Monday, May 2, 2011

Cyber Crimes and Cyber Laws in India (Part 1)


This blog post is first of the technical awareness series. It basically aims to create technical awareness. For past 20 days, I have been researching many websites and articles on Cyber Crimes and Cyber Laws in India. This article is a result of all those efforts. Please understand, that this article is a general one and based on my understanding of the various articles on Cyber Laws on the Web. It is not meant to be used a guide, its just about general awareness. Links to the websites are available for further reference.

According to my experience, people in India tend to believe that India does not have any Cyber Laws. As I can see on the websites, of Cyber Cells of Kerala Police, Maharasthra Police, CBI etc, we do have lots of Laws, we are not just aware about them.



The use of Social Networking has its effects. Many tend to believe that they can post anything about anyone. People also post many photos violating Facebook's policies.
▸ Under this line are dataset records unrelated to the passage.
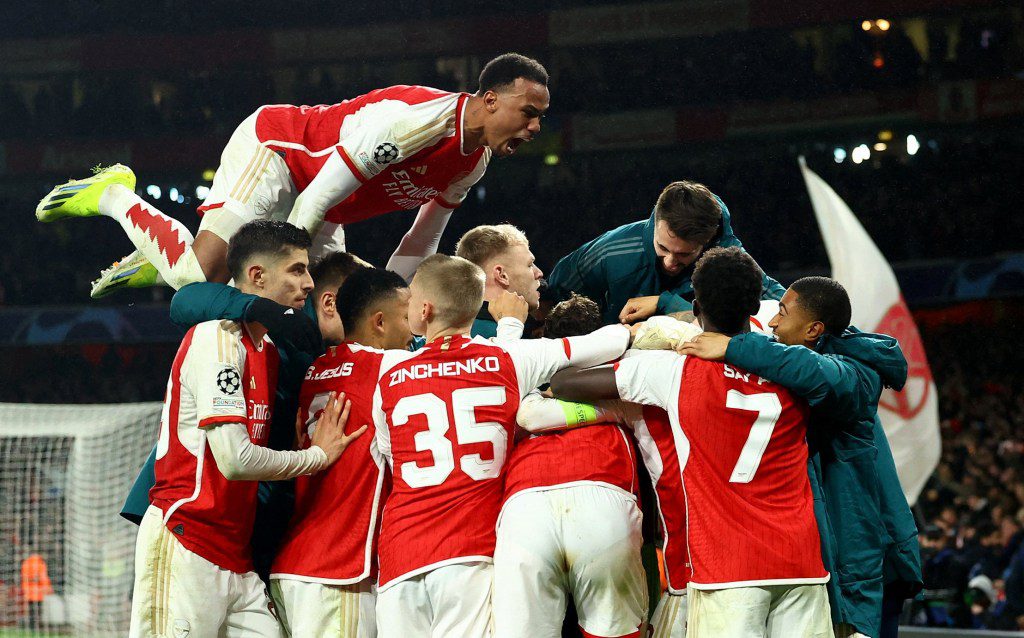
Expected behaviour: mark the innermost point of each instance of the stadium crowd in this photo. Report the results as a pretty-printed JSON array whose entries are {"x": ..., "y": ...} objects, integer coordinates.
[
  {"x": 973, "y": 507},
  {"x": 599, "y": 78}
]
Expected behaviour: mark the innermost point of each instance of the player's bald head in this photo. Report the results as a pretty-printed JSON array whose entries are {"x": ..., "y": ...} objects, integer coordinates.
[{"x": 453, "y": 285}]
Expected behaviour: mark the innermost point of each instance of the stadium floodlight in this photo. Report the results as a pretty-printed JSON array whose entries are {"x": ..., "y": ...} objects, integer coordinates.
[
  {"x": 912, "y": 145},
  {"x": 65, "y": 471},
  {"x": 860, "y": 154}
]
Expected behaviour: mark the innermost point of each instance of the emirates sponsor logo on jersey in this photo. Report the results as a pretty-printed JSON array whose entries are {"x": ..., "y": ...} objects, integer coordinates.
[
  {"x": 404, "y": 193},
  {"x": 228, "y": 405},
  {"x": 445, "y": 369},
  {"x": 344, "y": 370}
]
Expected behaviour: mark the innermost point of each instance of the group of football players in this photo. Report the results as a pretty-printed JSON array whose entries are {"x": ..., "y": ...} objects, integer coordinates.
[{"x": 441, "y": 486}]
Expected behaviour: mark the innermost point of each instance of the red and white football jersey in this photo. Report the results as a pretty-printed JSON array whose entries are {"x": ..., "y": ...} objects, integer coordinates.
[
  {"x": 595, "y": 455},
  {"x": 332, "y": 537},
  {"x": 403, "y": 142},
  {"x": 219, "y": 376},
  {"x": 740, "y": 455},
  {"x": 445, "y": 416}
]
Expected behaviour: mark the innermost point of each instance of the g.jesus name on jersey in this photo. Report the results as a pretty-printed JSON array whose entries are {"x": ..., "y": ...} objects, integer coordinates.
[
  {"x": 733, "y": 458},
  {"x": 444, "y": 418},
  {"x": 332, "y": 537},
  {"x": 404, "y": 143},
  {"x": 219, "y": 376}
]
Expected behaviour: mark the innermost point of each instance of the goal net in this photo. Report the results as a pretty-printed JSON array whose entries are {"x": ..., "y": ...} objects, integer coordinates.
[{"x": 66, "y": 555}]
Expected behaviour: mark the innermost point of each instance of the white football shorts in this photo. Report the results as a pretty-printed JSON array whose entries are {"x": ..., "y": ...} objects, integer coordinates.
[
  {"x": 179, "y": 593},
  {"x": 448, "y": 601},
  {"x": 767, "y": 611},
  {"x": 252, "y": 182},
  {"x": 670, "y": 617},
  {"x": 582, "y": 541}
]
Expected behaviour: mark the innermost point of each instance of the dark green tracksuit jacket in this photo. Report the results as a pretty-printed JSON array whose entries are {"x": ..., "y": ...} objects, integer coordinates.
[
  {"x": 622, "y": 264},
  {"x": 868, "y": 536},
  {"x": 200, "y": 302}
]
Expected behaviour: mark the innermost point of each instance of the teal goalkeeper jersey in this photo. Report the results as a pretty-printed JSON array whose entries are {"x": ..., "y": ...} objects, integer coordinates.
[{"x": 622, "y": 264}]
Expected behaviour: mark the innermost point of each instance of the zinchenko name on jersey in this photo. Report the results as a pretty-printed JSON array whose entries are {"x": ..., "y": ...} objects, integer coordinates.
[{"x": 445, "y": 369}]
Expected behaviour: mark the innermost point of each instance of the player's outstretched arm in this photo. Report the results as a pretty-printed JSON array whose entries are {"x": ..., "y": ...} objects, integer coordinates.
[
  {"x": 585, "y": 385},
  {"x": 329, "y": 434},
  {"x": 818, "y": 378},
  {"x": 239, "y": 459},
  {"x": 541, "y": 414},
  {"x": 537, "y": 359},
  {"x": 203, "y": 301}
]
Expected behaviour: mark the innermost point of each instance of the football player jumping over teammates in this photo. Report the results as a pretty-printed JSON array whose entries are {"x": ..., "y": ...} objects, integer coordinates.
[
  {"x": 444, "y": 417},
  {"x": 734, "y": 459},
  {"x": 324, "y": 167},
  {"x": 194, "y": 570},
  {"x": 325, "y": 572}
]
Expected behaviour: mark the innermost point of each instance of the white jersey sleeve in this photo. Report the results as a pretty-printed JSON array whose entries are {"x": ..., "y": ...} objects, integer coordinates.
[
  {"x": 240, "y": 459},
  {"x": 537, "y": 359},
  {"x": 541, "y": 414},
  {"x": 381, "y": 433},
  {"x": 648, "y": 378},
  {"x": 390, "y": 131},
  {"x": 213, "y": 370}
]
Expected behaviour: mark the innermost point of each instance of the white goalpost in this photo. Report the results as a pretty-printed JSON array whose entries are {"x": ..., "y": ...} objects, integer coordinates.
[{"x": 65, "y": 471}]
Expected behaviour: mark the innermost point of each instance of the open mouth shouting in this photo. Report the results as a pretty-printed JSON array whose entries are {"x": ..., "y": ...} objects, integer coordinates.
[{"x": 513, "y": 143}]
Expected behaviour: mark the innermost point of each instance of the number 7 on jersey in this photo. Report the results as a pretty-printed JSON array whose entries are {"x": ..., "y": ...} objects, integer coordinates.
[{"x": 769, "y": 409}]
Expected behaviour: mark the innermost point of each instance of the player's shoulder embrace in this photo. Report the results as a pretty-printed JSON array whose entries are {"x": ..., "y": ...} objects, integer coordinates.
[
  {"x": 216, "y": 333},
  {"x": 731, "y": 372},
  {"x": 345, "y": 360}
]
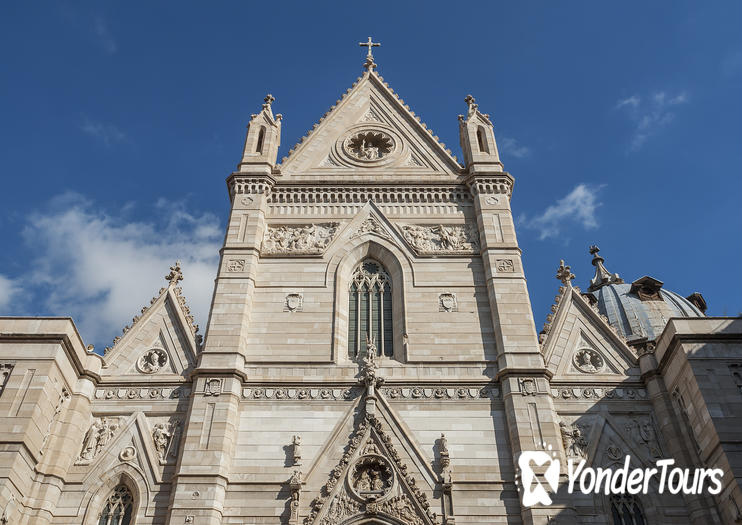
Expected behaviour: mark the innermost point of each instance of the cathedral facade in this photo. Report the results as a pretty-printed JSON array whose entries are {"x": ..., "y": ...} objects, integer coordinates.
[{"x": 371, "y": 358}]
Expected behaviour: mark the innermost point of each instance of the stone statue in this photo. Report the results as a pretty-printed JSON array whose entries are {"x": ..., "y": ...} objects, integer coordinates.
[
  {"x": 161, "y": 436},
  {"x": 97, "y": 437},
  {"x": 575, "y": 444}
]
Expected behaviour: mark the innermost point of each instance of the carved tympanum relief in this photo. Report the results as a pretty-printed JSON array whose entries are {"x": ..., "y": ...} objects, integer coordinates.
[
  {"x": 442, "y": 238},
  {"x": 152, "y": 361},
  {"x": 97, "y": 437},
  {"x": 309, "y": 239},
  {"x": 588, "y": 361}
]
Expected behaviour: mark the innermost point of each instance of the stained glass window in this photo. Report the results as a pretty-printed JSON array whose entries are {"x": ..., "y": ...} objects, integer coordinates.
[{"x": 370, "y": 309}]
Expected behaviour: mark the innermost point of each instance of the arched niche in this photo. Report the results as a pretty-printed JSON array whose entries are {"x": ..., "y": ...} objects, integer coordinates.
[{"x": 122, "y": 474}]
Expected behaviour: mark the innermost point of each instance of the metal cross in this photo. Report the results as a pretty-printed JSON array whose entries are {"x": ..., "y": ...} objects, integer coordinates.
[{"x": 369, "y": 45}]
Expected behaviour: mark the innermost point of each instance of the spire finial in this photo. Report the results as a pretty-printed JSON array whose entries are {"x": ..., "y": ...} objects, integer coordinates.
[
  {"x": 175, "y": 274},
  {"x": 602, "y": 276},
  {"x": 369, "y": 64},
  {"x": 565, "y": 274},
  {"x": 472, "y": 103},
  {"x": 268, "y": 101}
]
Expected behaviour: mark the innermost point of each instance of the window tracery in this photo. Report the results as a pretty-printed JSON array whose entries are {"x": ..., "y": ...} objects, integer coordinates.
[{"x": 370, "y": 309}]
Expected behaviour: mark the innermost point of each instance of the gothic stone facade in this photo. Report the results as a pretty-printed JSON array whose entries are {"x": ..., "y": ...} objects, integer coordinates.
[{"x": 369, "y": 234}]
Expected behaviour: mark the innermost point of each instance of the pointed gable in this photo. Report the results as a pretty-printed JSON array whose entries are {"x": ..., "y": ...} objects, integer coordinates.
[
  {"x": 578, "y": 344},
  {"x": 161, "y": 342},
  {"x": 370, "y": 131}
]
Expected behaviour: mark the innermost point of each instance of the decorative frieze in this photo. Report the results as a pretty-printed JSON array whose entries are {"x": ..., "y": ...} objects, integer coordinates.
[
  {"x": 149, "y": 393},
  {"x": 598, "y": 392},
  {"x": 300, "y": 239},
  {"x": 300, "y": 392},
  {"x": 440, "y": 392},
  {"x": 442, "y": 238},
  {"x": 427, "y": 194}
]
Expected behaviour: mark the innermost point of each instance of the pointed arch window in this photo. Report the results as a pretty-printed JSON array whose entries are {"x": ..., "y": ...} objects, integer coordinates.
[
  {"x": 370, "y": 309},
  {"x": 119, "y": 507},
  {"x": 261, "y": 139},
  {"x": 625, "y": 510},
  {"x": 482, "y": 139}
]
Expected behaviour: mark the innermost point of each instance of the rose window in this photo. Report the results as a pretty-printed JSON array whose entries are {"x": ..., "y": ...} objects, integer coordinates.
[{"x": 369, "y": 145}]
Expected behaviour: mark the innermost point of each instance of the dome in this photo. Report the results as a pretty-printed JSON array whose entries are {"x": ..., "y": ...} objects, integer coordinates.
[{"x": 640, "y": 309}]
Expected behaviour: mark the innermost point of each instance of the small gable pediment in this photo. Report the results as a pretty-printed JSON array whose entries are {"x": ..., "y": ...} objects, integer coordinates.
[{"x": 370, "y": 131}]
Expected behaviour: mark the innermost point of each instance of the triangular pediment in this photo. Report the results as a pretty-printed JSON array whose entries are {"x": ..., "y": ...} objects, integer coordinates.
[
  {"x": 160, "y": 344},
  {"x": 372, "y": 479},
  {"x": 129, "y": 441},
  {"x": 581, "y": 346},
  {"x": 370, "y": 131}
]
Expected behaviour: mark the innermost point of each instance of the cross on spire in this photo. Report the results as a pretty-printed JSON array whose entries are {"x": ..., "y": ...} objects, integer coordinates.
[{"x": 369, "y": 64}]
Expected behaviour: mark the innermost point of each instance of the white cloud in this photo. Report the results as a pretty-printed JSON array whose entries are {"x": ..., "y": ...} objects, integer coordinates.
[
  {"x": 104, "y": 35},
  {"x": 732, "y": 63},
  {"x": 578, "y": 206},
  {"x": 9, "y": 289},
  {"x": 650, "y": 114},
  {"x": 106, "y": 133},
  {"x": 512, "y": 147},
  {"x": 101, "y": 268}
]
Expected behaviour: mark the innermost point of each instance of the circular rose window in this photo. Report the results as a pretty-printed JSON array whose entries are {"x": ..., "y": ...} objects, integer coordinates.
[{"x": 369, "y": 145}]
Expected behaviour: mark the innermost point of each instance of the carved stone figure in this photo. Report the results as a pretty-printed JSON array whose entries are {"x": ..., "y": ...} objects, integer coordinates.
[
  {"x": 152, "y": 361},
  {"x": 575, "y": 445},
  {"x": 296, "y": 442},
  {"x": 588, "y": 361},
  {"x": 452, "y": 238},
  {"x": 306, "y": 239},
  {"x": 161, "y": 436},
  {"x": 97, "y": 437}
]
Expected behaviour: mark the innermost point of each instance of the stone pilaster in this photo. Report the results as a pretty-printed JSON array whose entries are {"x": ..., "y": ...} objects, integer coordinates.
[{"x": 521, "y": 370}]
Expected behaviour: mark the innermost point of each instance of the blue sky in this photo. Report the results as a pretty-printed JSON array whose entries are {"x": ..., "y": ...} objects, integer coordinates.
[{"x": 620, "y": 123}]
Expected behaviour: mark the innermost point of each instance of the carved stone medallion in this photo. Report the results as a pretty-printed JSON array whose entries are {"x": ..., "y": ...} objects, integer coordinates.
[
  {"x": 368, "y": 145},
  {"x": 371, "y": 477},
  {"x": 152, "y": 361},
  {"x": 294, "y": 302},
  {"x": 588, "y": 361},
  {"x": 447, "y": 302}
]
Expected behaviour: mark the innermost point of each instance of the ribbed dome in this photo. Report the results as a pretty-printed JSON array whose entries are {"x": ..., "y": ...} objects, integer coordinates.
[
  {"x": 640, "y": 309},
  {"x": 636, "y": 316}
]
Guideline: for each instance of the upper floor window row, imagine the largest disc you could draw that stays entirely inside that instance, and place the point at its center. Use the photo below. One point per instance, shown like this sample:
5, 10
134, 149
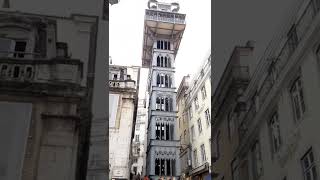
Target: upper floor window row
163, 61
165, 45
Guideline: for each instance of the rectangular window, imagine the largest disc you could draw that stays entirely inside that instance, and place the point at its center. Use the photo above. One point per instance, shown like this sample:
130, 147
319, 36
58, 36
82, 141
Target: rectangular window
231, 123
208, 118
190, 112
195, 158
203, 153
297, 97
203, 92
235, 169
274, 128
216, 144
137, 127
20, 49
309, 166
196, 103
192, 132
199, 125
257, 160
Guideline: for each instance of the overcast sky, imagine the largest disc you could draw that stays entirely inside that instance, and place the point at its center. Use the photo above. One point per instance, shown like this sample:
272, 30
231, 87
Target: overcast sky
235, 22
126, 35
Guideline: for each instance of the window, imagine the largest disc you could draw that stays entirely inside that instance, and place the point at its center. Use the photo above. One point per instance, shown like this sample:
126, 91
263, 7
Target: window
208, 118
135, 160
199, 125
274, 129
16, 72
297, 99
164, 104
203, 153
195, 157
203, 92
192, 132
29, 72
190, 112
256, 160
308, 166
196, 103
292, 39
216, 146
137, 127
164, 80
231, 123
4, 69
235, 169
19, 49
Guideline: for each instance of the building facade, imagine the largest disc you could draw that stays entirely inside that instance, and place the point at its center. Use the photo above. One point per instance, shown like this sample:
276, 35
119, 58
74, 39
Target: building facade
183, 130
123, 94
275, 116
163, 31
198, 106
138, 147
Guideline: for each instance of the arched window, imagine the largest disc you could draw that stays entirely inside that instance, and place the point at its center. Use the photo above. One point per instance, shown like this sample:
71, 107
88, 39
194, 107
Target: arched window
158, 104
158, 61
165, 62
167, 104
161, 61
157, 131
166, 81
169, 62
158, 80
162, 104
4, 69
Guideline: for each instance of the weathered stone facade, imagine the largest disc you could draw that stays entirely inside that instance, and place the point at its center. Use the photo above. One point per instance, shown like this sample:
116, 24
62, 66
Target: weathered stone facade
164, 27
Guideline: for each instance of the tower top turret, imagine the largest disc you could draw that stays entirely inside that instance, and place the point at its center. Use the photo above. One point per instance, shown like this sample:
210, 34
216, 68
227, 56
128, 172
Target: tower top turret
162, 6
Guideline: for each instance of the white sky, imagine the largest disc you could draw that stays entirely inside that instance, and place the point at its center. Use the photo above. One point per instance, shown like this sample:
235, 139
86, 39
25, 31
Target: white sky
126, 35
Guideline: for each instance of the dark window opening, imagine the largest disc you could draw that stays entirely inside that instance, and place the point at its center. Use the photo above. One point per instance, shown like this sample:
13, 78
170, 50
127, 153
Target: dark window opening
16, 72
29, 72
4, 69
20, 49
You can only upload photos if its yours or you have the permissions of your friends.

For more information on the same, please visit the following pages-

One of most wide-spread cyber-crime is Defamation. The Sangli police website clearly states laws regarding defamation- "This occurs when defamation takes place with the help of computers and / or the Internet. E.g. someone publishes defamatory matter about someone on a website or sends e-mails containing defamatory information to all of that person's friends."

Also from Lawyers Club India we get - "Defamation can be understood as the intentional infringement of another person's right to his good name. It is the wrongful and intentional publication of words or behavior concerning another person, which has the effect of injuring that person's status, good name, or reputation in society. Libel is written defamation and slander is oral defamation. The primary difference is that in libel, damages are presumed, whereas in slander actions, unless the slander falls into a certain category, called slander per se, the plaintiff must prove actual or quantifiable damages.

A person's good name can only be damaged if maligning statements are made to someone other than that person; that is, the defamatory statement must be disclosed to a third person, thereby satisfying the requirement of publication.....

Thus the law of defamation places a heavy burden on the defendant. All that a plaintiff has to prove, in a defamation action, is the publication of defamatory matter. The onus then lies on the defendant to prove innocence. Once again, most people are unaware of this burden."